The Malaysian government is working on travel bubble talks with 12 countries. The country’s Foreign Ministry says talks are underway with several countries, both within the ASEAN region and beyond, and will be aimed at introducing Vaccinated Travel Lanes… the current preferred method of border control in Singapore at this time.The Malaysian government is negotiating with Brunei, Indonesia, Singapore, Vietnam, and Thailand… all under the ASEAN umbrella. The other countries are Australia, China, India, Japan, New Zealand, South Korea, and the UK.Malaysia was originally intending to reopen its borders at the start of March but surging Omicron cases have forced health officials to modify the reopening plans.

And still in Malaysia… and completely unrelated…McDonald’s Malaysia is reportedly planning to invest US$322 million to open 205 new McRestaurants as part of the company’s five-year business plan.They claim the plan will create 50,000 new jobs for local people.McDonald’s Malaysia MD Azmir Jaafar said the plan will increase the company’s store count in Malaysia to 500 by 2026.All the new restaurants will be in Malaysia’s second and third tiers cities with investments ranging up to $1.6 million US for each store.The five-year plan will also focus on drive-through facilities and invest in upgrades to the country’s 155 existing restaurants.

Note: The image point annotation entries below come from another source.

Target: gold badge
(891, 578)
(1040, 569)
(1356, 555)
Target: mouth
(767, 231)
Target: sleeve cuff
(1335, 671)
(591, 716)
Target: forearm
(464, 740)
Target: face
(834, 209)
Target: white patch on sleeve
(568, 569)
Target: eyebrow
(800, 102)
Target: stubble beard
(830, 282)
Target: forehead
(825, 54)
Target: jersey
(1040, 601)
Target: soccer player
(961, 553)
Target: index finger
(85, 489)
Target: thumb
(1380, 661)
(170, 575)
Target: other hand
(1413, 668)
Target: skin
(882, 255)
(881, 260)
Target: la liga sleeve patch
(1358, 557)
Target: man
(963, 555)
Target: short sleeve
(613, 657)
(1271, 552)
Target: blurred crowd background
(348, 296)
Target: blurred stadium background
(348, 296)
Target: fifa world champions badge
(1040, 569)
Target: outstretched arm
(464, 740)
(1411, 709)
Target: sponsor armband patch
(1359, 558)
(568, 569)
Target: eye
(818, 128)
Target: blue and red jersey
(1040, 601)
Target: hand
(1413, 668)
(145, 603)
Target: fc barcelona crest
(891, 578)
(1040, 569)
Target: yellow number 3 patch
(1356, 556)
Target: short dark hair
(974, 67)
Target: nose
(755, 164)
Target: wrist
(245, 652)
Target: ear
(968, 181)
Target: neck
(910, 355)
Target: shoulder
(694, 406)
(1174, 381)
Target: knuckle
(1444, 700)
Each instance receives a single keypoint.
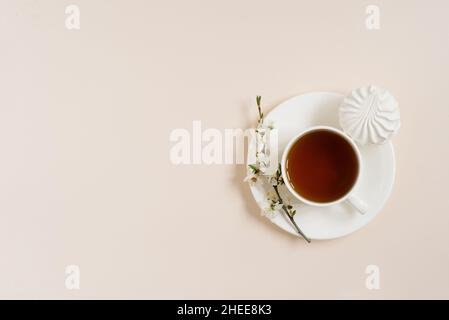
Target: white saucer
(321, 108)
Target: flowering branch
(276, 180)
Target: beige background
(85, 176)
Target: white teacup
(357, 203)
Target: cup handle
(358, 204)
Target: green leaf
(253, 168)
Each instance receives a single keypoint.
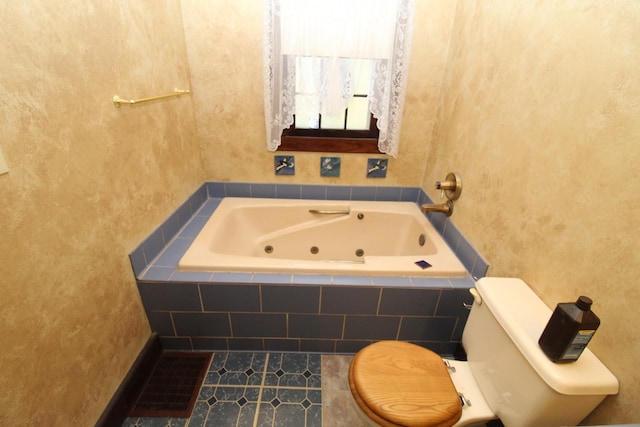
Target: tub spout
(445, 208)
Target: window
(352, 129)
(336, 70)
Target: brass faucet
(445, 208)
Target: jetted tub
(322, 237)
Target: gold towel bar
(117, 101)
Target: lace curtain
(325, 45)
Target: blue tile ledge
(156, 258)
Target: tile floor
(244, 389)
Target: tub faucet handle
(451, 186)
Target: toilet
(506, 376)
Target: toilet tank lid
(523, 316)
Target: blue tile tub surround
(299, 312)
(185, 223)
(324, 318)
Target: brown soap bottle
(569, 330)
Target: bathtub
(320, 236)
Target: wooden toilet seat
(401, 384)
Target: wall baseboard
(125, 396)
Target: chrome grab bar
(330, 212)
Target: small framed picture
(377, 168)
(329, 166)
(284, 165)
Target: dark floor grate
(172, 388)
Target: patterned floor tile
(254, 389)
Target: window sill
(329, 145)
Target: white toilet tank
(520, 384)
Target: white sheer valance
(322, 43)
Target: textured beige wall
(87, 182)
(224, 43)
(541, 115)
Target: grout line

Japan will extend by at least another two weeks the country’s quasi-emergency curbs that were due to expire this Sunday. The Japanese PM says he’s reacting to an expert panel that warns that the Omicron strain was far deadlier than the seasonal flu.He says that their analysis underlines the potential risks of lifting pandemic restrictions too soon whilst Japan’s healthcare institutions and hospitals remained under a strain.Mr Kishida also advised residents against “risky behaviour”In at least Japan, Hong Kong, Thailand and South Korea, the Omicron variant has been more virulent than in some other countries and the cases and impact on hospitals continues to be a public health issue.